Depuis 2019, les principaux opérateurs de téléphonie mobile du Canada proposent de plus en plus de forfaits qui séparent les versements pour les téléphones mobiles des frais de service mensuels.

La même année, une consultation du CRTC a noté que si le plan de services sans fil prenait fin au bout de deux ans, mais que le plan de paiement du nouvel appareil se terminait au bout de trois ans, la différence d’un an pouvait être coûteuse pour les Canadiens qui souhaitaient changer de forfait ou d’opérateur.

Désormais, le CRTC affirme que ses règles de protection des consommateurs, regroupées dans son Code sur les services sans fil, s’appliqueront aux plans de financement d’appareils plus longs, tout comme elles s’appliquaient aux téléphones mobiles subventionnés.
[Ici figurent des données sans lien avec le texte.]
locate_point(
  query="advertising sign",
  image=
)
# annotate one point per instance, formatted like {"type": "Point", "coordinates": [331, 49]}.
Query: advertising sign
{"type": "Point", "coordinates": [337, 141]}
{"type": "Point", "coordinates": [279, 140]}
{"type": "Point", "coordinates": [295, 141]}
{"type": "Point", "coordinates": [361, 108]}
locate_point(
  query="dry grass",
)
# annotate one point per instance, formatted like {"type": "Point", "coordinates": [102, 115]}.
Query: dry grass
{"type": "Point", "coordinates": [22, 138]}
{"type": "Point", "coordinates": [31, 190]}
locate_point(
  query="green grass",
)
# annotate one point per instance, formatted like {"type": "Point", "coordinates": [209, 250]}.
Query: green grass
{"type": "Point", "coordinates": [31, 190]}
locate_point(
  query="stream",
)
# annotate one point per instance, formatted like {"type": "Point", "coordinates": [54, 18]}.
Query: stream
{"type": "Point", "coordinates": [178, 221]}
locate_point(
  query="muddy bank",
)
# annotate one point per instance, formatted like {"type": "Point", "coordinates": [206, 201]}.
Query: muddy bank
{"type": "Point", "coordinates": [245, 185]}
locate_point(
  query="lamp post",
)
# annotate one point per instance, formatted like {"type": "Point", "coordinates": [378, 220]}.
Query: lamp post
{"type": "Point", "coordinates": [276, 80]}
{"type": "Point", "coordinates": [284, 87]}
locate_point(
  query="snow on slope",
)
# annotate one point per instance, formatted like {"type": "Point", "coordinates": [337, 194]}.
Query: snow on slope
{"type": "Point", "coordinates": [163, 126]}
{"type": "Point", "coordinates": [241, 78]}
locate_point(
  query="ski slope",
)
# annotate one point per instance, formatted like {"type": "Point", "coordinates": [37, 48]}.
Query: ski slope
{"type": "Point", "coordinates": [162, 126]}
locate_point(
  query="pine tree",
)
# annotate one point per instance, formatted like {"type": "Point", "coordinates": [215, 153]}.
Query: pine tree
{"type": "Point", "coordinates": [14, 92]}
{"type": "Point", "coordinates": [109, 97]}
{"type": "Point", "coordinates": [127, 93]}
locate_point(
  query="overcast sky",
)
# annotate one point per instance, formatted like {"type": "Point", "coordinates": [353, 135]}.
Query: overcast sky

Le Code sur les services sans fil stipule que les Canadiens peuvent annuler leur contrat de service de téléphonie cellulaire après deux ans sans frais de résiliation, même si le consommateur avait initialement accepté une durée plus longue.

Le code plafonne également le montant des frais de résiliation anticipée et donne des formules pour calculer le montant des frais à verser selon le nombre de mois restants.

Le CRTC a indiqué avoir demandé à la Commission des plaintes relatives aux services de télécom-télévision de faire séparément le suivi des plaintes relatives aux plans de financement d’appareil. Les entreprises de services sans fil auront un mois pour mettre à jour les contrats afin de refléter l’annonce de jeudi.

«Nous voulons faire en sorte que les plans de financement d’appareil ne puissent pas servir à maintenir les clients avec leur fournisseur actuel à l’expiration de leur contrat de service», a affirmé dans un communiqué le premier dirigeant du CRTC, Ian Scott.